To assess your company’s valuation, you should pick a few relevant key metrics like price-to-earnings, price to free cash flow, or enterprise value-to-sales, and compare them to the market, to its industry, and to direct competitors. The lower those ratios, the cheaper the stock. Comparing your stock’s current valuation to its historical one can also yield useful insights into whether the stock’s always traded at a premium to its peers, as well as how cheap the stock is relative to its own history.
Assessing these three factors is useful in a couple of ways. First, it’ll stop you from buying a bad business at an attractive price – or a great business at a bad price. Second, it could help prove your thesis: if your stock is showing strong growth and profitability but trading at an average valuation, you might be onto something.
Plenty of websites (I like Stock Rover) allow you to quickly run the numbers for your stock, so spend a few minutes studying them and understanding the fundamental position of the company you’re analyzing.
Here’s what to check:
If you’re confident with technical analysis, you should also identify whether the stock is close to a “buying point” or not (a common entrypoint for growth investors is the cup-and-handle price formation, for example). By making sure price technicals align with the fundamentals, you’ll significantly improve the risk/reward of your investment.
A website like Finviz.com helps you visualize all these all at once. If you’re new to technical analysis, compare your stock’s numbers with those of other companies to put things into perspective.
Stock prices are never just driven by their fundamental factors. Macro factors – including interest rates, inflation rates, and the health of the economy – also significantly impact their price. It’s your job to understand how your stock is exposed to those factors, and which ones represent the biggest risks or opportunities.

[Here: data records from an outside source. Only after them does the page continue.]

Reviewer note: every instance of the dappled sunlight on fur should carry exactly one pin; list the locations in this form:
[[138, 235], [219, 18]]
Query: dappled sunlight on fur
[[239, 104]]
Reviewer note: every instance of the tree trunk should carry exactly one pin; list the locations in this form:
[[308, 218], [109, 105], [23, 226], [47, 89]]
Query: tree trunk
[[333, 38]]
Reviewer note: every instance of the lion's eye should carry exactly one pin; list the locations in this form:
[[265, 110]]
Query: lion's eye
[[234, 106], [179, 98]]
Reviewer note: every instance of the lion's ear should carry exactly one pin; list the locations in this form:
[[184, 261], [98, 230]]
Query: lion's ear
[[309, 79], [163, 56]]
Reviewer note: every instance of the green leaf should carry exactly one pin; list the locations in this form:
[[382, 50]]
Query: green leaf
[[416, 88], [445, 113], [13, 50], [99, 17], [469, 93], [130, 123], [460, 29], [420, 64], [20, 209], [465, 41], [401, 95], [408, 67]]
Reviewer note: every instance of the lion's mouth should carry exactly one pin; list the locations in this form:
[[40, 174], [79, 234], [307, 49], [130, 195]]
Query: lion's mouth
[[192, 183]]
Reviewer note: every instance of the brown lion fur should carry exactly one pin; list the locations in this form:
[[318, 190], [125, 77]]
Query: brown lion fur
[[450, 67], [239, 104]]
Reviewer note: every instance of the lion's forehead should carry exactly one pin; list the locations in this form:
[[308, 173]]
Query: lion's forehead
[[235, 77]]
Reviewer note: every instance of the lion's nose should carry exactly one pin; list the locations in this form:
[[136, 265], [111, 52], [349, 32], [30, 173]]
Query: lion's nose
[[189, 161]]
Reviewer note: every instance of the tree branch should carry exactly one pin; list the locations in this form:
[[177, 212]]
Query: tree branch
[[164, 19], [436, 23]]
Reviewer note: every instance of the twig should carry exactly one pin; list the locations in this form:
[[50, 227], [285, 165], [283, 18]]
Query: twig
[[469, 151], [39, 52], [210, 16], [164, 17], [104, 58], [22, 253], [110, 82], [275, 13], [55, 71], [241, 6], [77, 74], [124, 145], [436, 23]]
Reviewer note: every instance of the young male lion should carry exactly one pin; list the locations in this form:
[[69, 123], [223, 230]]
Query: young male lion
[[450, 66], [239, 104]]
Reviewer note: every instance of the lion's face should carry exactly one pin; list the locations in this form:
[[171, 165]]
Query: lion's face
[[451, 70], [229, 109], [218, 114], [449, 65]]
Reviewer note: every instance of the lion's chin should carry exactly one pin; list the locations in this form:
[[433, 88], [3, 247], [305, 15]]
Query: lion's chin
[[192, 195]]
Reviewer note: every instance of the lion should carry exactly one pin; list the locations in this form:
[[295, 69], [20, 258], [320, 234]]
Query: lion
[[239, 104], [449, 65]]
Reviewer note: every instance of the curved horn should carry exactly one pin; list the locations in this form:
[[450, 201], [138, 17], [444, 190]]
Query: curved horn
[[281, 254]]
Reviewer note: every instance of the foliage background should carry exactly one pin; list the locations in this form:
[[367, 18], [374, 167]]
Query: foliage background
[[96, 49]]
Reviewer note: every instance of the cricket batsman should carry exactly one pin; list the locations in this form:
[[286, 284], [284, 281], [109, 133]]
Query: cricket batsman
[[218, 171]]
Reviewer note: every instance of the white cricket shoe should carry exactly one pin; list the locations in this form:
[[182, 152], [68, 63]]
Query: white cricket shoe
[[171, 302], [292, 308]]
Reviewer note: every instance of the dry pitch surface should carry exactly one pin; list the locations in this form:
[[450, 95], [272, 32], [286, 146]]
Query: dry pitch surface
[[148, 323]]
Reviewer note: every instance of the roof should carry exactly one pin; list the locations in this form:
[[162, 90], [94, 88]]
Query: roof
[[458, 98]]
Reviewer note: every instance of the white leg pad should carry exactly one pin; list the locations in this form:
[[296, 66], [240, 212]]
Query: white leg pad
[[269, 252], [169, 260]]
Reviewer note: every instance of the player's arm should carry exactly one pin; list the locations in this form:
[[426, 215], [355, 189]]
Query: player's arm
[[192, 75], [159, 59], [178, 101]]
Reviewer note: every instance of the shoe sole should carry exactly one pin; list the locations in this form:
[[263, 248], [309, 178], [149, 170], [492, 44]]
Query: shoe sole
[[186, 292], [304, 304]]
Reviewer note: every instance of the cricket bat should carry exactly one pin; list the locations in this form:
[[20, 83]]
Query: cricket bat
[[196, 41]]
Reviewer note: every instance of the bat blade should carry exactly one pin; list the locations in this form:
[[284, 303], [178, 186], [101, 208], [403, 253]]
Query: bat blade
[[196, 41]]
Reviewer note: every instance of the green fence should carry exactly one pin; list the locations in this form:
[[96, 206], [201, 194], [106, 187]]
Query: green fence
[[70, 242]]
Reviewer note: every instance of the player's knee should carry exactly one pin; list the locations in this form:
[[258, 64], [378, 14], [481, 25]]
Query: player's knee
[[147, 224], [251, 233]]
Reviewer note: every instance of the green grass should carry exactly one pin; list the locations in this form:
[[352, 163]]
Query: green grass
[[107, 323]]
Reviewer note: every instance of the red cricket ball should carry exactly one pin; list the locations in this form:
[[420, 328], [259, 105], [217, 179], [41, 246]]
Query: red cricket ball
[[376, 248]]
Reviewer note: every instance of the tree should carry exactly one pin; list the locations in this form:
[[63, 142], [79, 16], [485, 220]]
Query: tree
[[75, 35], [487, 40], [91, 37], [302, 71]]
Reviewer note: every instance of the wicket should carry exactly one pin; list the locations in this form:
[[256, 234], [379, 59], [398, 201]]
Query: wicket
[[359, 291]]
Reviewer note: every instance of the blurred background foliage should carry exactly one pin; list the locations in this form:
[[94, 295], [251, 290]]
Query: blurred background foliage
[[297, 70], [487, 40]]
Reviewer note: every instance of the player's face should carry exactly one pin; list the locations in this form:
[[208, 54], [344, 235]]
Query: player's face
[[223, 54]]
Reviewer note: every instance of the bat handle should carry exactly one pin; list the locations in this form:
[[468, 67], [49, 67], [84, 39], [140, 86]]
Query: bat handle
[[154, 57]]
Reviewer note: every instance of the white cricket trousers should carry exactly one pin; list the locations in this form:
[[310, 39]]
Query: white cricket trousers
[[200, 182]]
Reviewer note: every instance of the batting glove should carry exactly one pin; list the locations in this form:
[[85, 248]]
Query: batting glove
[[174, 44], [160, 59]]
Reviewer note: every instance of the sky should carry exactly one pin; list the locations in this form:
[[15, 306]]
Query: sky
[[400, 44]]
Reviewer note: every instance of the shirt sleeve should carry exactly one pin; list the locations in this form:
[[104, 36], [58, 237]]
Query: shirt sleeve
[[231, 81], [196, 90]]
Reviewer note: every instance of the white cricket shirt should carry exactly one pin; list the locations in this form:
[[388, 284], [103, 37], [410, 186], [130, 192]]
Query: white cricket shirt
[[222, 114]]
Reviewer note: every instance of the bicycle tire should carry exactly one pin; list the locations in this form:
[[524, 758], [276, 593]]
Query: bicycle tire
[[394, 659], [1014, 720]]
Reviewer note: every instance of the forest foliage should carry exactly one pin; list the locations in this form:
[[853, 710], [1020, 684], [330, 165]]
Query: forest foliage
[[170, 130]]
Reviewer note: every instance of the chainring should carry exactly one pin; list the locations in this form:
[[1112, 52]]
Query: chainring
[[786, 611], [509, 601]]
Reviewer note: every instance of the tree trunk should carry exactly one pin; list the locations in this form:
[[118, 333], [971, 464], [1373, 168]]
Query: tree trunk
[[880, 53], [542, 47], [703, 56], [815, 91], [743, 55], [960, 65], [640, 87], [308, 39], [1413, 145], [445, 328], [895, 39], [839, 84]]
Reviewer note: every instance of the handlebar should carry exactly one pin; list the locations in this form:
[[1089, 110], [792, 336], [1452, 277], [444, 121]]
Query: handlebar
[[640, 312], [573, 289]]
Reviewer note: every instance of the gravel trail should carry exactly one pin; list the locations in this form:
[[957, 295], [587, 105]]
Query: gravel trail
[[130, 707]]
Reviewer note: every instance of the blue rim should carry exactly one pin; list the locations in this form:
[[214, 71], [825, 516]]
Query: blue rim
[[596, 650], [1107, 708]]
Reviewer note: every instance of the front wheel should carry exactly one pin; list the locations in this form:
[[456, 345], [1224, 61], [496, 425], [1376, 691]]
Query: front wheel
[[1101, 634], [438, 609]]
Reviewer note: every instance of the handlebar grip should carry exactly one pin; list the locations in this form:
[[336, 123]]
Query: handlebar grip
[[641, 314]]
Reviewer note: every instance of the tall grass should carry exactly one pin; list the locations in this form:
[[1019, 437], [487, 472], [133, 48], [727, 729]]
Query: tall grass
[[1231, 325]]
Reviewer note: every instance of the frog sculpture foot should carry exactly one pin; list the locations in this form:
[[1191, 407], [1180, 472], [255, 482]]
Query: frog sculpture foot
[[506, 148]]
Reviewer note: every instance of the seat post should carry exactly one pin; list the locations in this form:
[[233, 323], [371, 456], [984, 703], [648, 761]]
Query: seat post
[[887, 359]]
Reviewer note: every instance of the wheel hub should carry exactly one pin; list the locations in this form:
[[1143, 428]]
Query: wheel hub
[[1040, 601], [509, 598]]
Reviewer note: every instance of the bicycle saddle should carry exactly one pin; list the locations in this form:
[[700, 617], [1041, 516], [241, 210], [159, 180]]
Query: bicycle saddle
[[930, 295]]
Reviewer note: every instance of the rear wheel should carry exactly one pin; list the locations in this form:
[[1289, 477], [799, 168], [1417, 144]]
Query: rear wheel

Bank stocks, for example, tend to benefit from rising interest rates, while tech stocks tend to suffer from them. Consumer staples stocks are less dependent on economic growth than consumer discretionary stocks. Energy stocks tend to outperform when inflation heats up, but they’re exposed to any downside in commodity prices.
Tools like portfoliovisualizer allow you to calculate your stock’s correlation to other assets, and you can use relevant exchange-traded funds that correlate with specific macro factors as a proxy. You might, for example, see how exposed your stock is to higher interest rates by correlating it with iShares 7-10 Year Treasury Bond ETF (ticker: IEF), to economic growth using SPDR S&P 500 ETF Trust (ticker: SPY), to commodity risk using Invesco DB Commodity Index Tracking Fund (ticker: DBC), and to inflation risk with iShares TIPS Bond ETF (ticker: TIP). It’ll also tell you whether that correlation is positive or negative, showing you if it’ll prove an advantage or disadvantage. Then just make sure those numbers tally with your understanding of the business so far.
And that’s it. Now, are those two hours enough to give you an edge and help you beat the thousands of analysts analyzing the stock? Probably not: the more time you can spend a stock, the better on that front.
But I see the benefits of this technique differently: assess your stock in just a couple of hours, and you’ll rapidly assess whether it’s worth pursuing further. By getting 80% of the thesis in 20% of time, you’ll be able to cover more ideas and discard the non-starters before you sink too much time – and money – into them.